2. Gas in rally (+40,9%) dopo stop alla produzione di QatarEnergy, vola anche il petrolio
Il gas naturale europeo Ttf registra un balzo del 40,9% attestandosi a 45,01 euro a megawattora, dopo che QatarEnergy ha annunciato l'interruzione della produzione di Gnl. Sale anche il petrolio con il Brent in rialzo del 6%. In parallelo, i flussi di petrolio e gas attraverso lo Stretto di Hormuz risultano quasi completamente bloccati. QatarEnergy, compagnia energetica statale del Qatar, ha sospeso la produzione di gas naturale liquefatto e dei prodotti associati in seguito a due attacchi iraniani contro gli impianti di Mesaieed e Ras Laffan. Il Paese, insieme agli Stati Uniti, è il principale esportatore mondiale di Gnl e copre circa il 20-25% del commercio globale.

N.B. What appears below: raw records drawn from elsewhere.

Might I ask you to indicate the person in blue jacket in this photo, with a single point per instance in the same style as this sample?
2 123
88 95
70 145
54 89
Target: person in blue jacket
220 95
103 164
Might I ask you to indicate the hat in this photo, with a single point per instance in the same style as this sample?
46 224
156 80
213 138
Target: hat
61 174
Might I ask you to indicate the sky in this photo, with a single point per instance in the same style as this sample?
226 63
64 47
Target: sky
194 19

3. Per il Btp Valore ordini superiori ai 6 mld nel primo giorno
Le richieste degli investitori retail per il nuovo Btp Valore, aperto in emissione questa mattina, hanno chiuso la prima giornata a 6,04 miliardi di euro. Numeri che permettono al collocamento attuale di battere già quello dello scorso ottobre: in quell’occasione infatti il primo giorno si era chiuso con ordini a un passo dai 5,4 miliardi. Per la seconda volta nella storia dei Btp Valore dopo l’emissione dell’ottobre 2025 il Tesoro ha optato per un doppio step-up crescente, distribuito in sei anni: per il primo la cedola sarà del 2,5% annuo (con distribuzioni trimestrali), per poi passare al 2,8% il terzo e quarto anno e al 3,5% il biennio finale.

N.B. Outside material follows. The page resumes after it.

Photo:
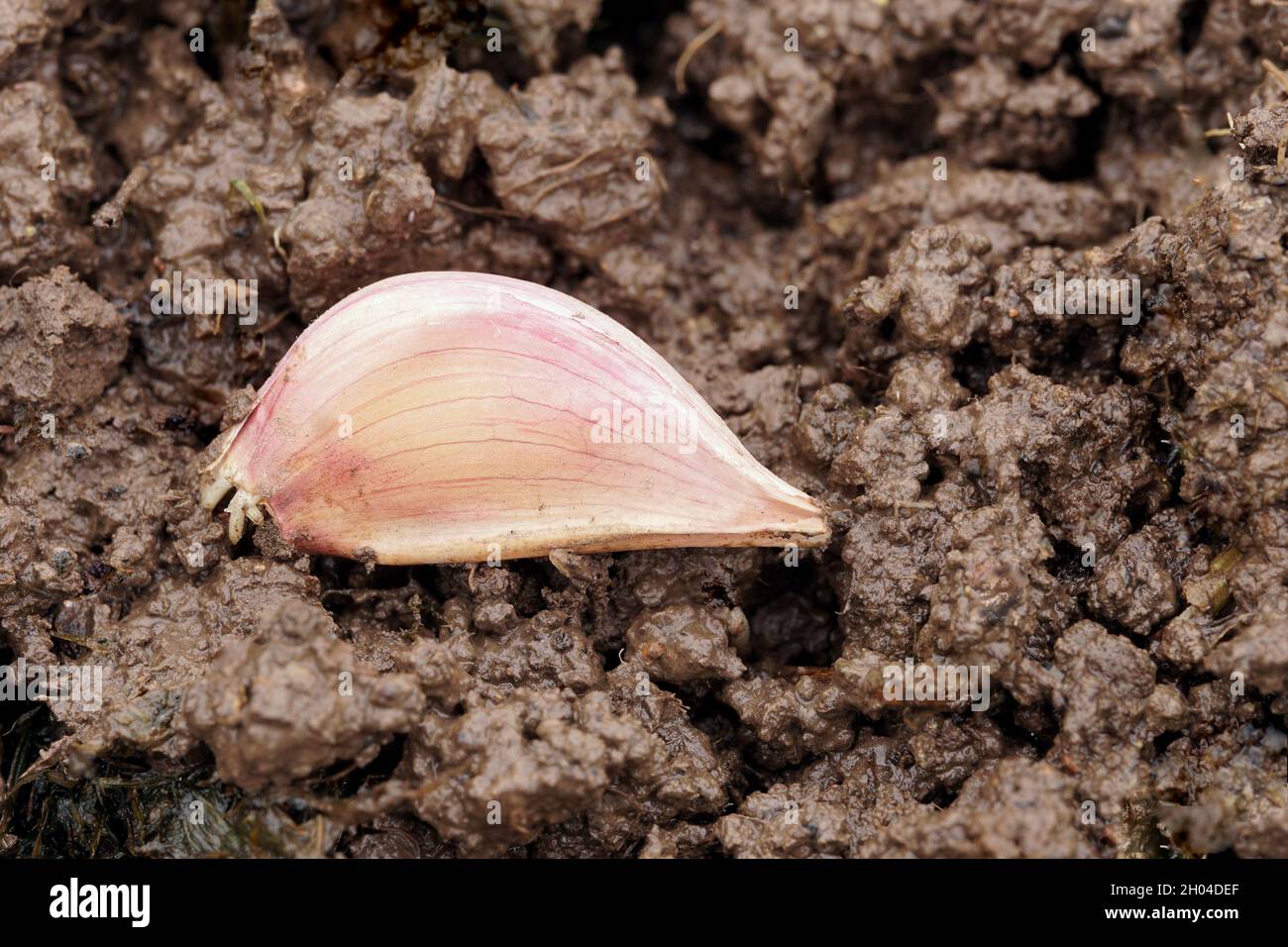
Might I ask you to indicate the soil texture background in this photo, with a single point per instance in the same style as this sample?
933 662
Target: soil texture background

4. A Leonardo contratto da 1 mld di sterline per elicotteri difesa GB
Leonardo Uk è stata selezionata per un contratto da un miliardo di sterline per la fornitura di elicotteri per supportare le operazioni della difesa britannica nel mondo. Lo ha comunicato il governo britannico in una nota. L'accordo, viene sottolineato, rende lo stabilimento di Yeovil, nel Somerset, il centro globale per la produzione e l'esportazione di elicotteri militari di Leonardo, e pone il Regno Unito all'avanguardia per i sistemi senza pilota e autonomi, un punto chiave nella strategia industriale per la difesa voluta dal Governo. Leonardo chiude in rialzo del 2,5%.

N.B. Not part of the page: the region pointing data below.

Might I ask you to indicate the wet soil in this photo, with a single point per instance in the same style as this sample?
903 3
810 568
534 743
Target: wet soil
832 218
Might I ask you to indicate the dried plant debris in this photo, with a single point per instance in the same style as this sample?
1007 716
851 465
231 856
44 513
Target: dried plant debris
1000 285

5. A febbraio su del 14% le immatricolazioni auto in Italia, Stellantis +27,7%
Le immatricolazioni di auto nuove in Italia sono state pari a 157.334 unità nel mese di febbraio, in crescita del 14% rispetto alle 137.965 unità immatricolate nello stesso mese del 2025. Lo riporta il ministero delle Infrastrutture e dei Trasporti. Per Stellantis il mese di febbraio si è chiuso con una crescita a due cifre: con 53.592 immatricolazioni sul mercato italiano, il gruppo ha registrato un incremento del 27,7% rispetto ai 41.959 veicoli immatricolati a febbraio 2025.